A question that you should be asking as a parent is if the teacher can give immediate corrections. Waiting until the end of the day to talk to them about all the little things they did throughout the day is not the best tactic. Children need to be corrected as soon as possible after exhibiting unwanted behavior. This could be as simple as moving their name on a behavior chart. There needs to be a consequence. It is also better if the results of the actions can deal with at school where the behaviors occurred.
Reward Positive Behavior
When they are working hard to behave, let them know that you noticed. While they should not always be rewarded for acting correctly, it could be beneficial in the early stages to acknowledge them. Talk to the teacher about the possibility of sending home a report of good and bad behaviors so that not everything you are speaking to them about is negative. If you see other children exhibiting good behaviors, praise them also, your child will notice. This is something teachers use.

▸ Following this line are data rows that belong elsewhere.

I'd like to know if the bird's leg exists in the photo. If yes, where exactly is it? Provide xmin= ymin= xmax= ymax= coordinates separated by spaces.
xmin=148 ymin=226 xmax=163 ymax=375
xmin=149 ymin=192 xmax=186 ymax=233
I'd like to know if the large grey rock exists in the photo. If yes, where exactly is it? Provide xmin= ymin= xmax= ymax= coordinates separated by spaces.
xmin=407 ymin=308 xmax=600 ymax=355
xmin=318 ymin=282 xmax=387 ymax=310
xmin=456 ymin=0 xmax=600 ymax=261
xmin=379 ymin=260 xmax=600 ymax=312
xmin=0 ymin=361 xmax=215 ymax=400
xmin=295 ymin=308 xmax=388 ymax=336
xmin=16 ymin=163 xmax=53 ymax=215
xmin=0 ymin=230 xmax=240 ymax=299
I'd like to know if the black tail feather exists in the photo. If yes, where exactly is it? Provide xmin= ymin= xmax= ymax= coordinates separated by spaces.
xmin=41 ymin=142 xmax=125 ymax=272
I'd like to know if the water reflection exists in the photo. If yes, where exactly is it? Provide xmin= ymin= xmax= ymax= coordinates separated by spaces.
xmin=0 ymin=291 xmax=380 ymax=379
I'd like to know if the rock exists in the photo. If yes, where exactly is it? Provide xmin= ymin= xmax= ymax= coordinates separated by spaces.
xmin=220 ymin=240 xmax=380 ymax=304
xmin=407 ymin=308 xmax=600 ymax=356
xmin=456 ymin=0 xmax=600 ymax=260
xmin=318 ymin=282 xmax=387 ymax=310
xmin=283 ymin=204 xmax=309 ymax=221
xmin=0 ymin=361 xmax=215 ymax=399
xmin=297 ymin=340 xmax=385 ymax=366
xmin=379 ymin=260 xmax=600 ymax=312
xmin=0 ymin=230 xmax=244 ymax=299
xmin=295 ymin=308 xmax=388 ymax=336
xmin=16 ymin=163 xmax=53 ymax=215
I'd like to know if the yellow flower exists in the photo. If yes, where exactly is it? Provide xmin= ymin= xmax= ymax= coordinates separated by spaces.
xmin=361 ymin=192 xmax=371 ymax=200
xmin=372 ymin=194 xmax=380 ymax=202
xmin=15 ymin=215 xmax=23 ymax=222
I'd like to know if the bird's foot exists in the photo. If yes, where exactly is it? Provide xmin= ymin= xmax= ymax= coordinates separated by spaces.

Students that are acting correctly are praised, showing the others a positive peer model to look to.
Transition time is not a luxury all classrooms have but is another idea you should discuss with your child’s teacher. Having time to switch tasks and a little notice can help give them a chance to switch over mentally. This also goes for the transition from school to home life. Give them a little time to decompress before expecting them to do tasks at home. We all like time to unwind and relax after work. We need to give children the same courtesy.
As a team, parents, teachers, and students can solve anything. However, correct behavior is not one size fits all. There is going to be trial and error.